O PROGRAMA

Quando Lucineide viu o famoso apresentador da TV chegando em sua casa, mal pôde acreditar. Deus ouvira suas preces. Às lagrimas, abriu o portão de entrada e atirou-se em seus braços. Era muita emoção. Um filme passava em sua cabeça.

De suas casas, ao som de uma triste música instrumental, os telespectadores comoveram-se com a história da pobre moça de apenas dezenove anos, órfã de pai e com mãe doente, que desde os treze anos assumira as responsabilidades do lar. Um minúsculo barraco de três cômodos, compartilhado por ela, sua mãe enferma, quatro irmãos pequenos e, esporadicamente, com um irmão mais velho, viciado em crack e diversas passagens pela polícia.
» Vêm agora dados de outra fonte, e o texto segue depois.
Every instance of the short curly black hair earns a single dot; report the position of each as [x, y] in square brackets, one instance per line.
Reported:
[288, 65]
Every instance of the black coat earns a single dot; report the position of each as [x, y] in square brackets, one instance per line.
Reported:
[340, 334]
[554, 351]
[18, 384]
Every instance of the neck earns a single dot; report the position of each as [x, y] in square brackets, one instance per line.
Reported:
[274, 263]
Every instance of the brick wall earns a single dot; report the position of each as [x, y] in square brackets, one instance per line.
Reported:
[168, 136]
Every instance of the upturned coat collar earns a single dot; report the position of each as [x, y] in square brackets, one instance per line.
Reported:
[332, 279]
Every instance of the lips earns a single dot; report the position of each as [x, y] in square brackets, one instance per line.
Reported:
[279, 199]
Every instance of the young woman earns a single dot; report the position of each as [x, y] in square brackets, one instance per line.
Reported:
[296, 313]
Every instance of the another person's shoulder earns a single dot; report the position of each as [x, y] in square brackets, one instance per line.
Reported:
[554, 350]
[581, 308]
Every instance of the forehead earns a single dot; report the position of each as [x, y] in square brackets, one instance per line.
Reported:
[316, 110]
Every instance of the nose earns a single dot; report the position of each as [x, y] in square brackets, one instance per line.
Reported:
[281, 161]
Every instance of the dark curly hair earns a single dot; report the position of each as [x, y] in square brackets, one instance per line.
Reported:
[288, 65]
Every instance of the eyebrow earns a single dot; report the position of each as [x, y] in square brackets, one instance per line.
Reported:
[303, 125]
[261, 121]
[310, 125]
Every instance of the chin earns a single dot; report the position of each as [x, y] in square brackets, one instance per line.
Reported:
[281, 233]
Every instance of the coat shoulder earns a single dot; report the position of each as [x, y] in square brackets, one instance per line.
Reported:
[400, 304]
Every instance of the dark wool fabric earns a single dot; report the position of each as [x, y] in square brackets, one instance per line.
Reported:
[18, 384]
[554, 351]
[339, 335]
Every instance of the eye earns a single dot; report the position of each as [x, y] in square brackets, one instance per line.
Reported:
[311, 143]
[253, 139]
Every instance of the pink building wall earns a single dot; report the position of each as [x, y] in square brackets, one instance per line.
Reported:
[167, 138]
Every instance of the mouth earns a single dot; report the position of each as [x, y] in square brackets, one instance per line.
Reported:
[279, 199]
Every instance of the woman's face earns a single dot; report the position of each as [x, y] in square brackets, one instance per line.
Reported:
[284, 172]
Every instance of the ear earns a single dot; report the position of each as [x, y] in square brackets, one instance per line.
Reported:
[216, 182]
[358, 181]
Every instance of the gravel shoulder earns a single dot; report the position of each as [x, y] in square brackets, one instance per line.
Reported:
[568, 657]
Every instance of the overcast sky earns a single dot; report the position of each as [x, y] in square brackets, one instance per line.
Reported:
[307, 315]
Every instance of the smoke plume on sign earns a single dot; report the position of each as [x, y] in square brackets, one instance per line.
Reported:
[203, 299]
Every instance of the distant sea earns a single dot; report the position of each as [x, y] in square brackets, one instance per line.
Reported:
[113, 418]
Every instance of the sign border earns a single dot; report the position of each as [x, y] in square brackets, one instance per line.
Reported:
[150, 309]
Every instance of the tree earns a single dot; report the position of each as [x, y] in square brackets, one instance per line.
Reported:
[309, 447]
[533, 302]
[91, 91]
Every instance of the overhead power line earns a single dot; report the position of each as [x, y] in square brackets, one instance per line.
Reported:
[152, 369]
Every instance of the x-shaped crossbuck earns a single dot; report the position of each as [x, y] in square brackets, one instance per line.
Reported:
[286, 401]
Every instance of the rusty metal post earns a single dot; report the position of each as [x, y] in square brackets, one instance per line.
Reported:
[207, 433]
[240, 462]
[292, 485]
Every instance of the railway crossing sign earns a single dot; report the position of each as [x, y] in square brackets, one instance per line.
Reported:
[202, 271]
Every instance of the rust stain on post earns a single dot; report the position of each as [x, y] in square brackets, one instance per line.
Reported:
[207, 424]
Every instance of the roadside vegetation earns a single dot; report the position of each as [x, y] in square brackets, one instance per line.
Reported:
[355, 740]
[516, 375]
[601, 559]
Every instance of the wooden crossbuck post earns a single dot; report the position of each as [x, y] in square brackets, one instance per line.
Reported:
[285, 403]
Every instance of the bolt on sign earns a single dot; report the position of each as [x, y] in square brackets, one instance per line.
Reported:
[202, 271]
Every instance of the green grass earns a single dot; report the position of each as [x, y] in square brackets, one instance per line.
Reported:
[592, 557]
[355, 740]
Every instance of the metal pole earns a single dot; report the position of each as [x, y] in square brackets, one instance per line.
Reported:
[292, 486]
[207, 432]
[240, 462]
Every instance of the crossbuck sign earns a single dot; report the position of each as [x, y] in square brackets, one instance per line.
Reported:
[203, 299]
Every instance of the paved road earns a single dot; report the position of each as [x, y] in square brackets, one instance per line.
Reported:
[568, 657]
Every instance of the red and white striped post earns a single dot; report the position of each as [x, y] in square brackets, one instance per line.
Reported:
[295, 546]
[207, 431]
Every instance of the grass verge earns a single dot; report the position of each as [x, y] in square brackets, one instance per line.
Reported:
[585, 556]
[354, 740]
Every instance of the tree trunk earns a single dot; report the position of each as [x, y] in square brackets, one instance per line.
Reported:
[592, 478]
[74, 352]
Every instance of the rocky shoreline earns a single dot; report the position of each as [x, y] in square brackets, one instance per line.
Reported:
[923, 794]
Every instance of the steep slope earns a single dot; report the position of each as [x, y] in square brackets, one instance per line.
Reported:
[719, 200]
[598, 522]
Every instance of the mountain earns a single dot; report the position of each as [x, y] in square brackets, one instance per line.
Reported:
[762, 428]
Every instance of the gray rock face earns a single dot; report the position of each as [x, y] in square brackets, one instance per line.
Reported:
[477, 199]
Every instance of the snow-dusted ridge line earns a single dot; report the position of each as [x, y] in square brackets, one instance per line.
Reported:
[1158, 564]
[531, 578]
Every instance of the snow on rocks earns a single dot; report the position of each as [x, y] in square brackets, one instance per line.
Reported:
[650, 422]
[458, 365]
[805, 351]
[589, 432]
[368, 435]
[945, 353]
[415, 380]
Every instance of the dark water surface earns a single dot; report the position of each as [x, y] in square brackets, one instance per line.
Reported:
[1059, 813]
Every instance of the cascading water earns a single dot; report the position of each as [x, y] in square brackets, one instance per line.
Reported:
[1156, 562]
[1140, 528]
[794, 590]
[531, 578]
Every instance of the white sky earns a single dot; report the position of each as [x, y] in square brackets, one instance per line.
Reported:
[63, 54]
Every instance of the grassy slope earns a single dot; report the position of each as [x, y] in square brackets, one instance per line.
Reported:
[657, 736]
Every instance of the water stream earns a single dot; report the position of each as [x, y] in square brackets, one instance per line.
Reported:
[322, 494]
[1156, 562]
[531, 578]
Os depoimentos emocionados, de Lucineide, que abandonou os estudos para trabalhar, fazendo diversas atividades de subemprego desde que a mãe adoecera; da mãe enferma, que antes havia feito de tudo para pôr comida à mesa e agora, sem suficiente assistência do Estado se encontrava naquela situação; e, principalmente, dos irmãos menores – com idades entre cinco e onze anos – maltrapilhos e de aparência raquítica – chorosos, relatando fome, vontades e infância perdida, comoveram também os patrocinadores, que em troca de um pequeno merchandising, doaram benesses para aquela família em vulnerabilidade social.

O pequeno barraco foi reformado. Reconstruído, melhor dizendo. Ganhou mais cômodos, mais espaço. Quartos com camas e colchões confortáveis. Geladeira, forno micro-ondas, computador. Até uma televisão de tela grande e fininha! A mãe ganhou tratamento médico em uma rede particular. Lucineide, depois de um dia de princesa, como diziam, bem tratada e com a autoestima elevada, foi admirada. Recebeu elogios pela beleza revelada.

Com a promessa de voltar à escola, foi agraciada com um curso de Auxiliar de Escritório e o compromisso de um futuro emprego para quando concluísse os estudos. O irmão viciado iria para uma clínica de reabilitação. Parecia um sonho. Era um sonho se realizando. E pensar que sem a quem mais recorrer, resolvera arriscar sua uma última tacada naquela carta-súplica de ajuda, que resultara em um final feliz. Tudo agora seria diferente.

Cerca de dois anos depois, Lucineide viu que as coisas não caminhavam conforme ela acreditou que seria. Mesmo com o bom tratamento médico recebido, meses depois de o programa ir ao ar, sua mãe não resistiu e morreu. Ela agora era oficialmente a responsável pelos quatro irmãos mais novos e pelo lar. Com o fim do vale-compras oferecido pelo supermercado, as despesas começavam a pesar. O negócio da máquina de estampar camisas também não se mostrou tão lucrativo como imaginava. Em todo canto havia alguém que fazia aquilo. No começo, pela exposição na TV, conseguiu vender algumas peças. Depois, já não era novidade. As vendas foram caindo, acabaram usando as últimas malhas e vendendo a máquina para ajudar nas despesas. Os dez mil, exibidos em um cheque gigante pela moça do Banco, foram utilizados para pagar contas atrasadas, retirar os nomes dos serviços de proteção ao crédito. Pouco sobrou para manutenção da família. E tudo voltava à estaca zero.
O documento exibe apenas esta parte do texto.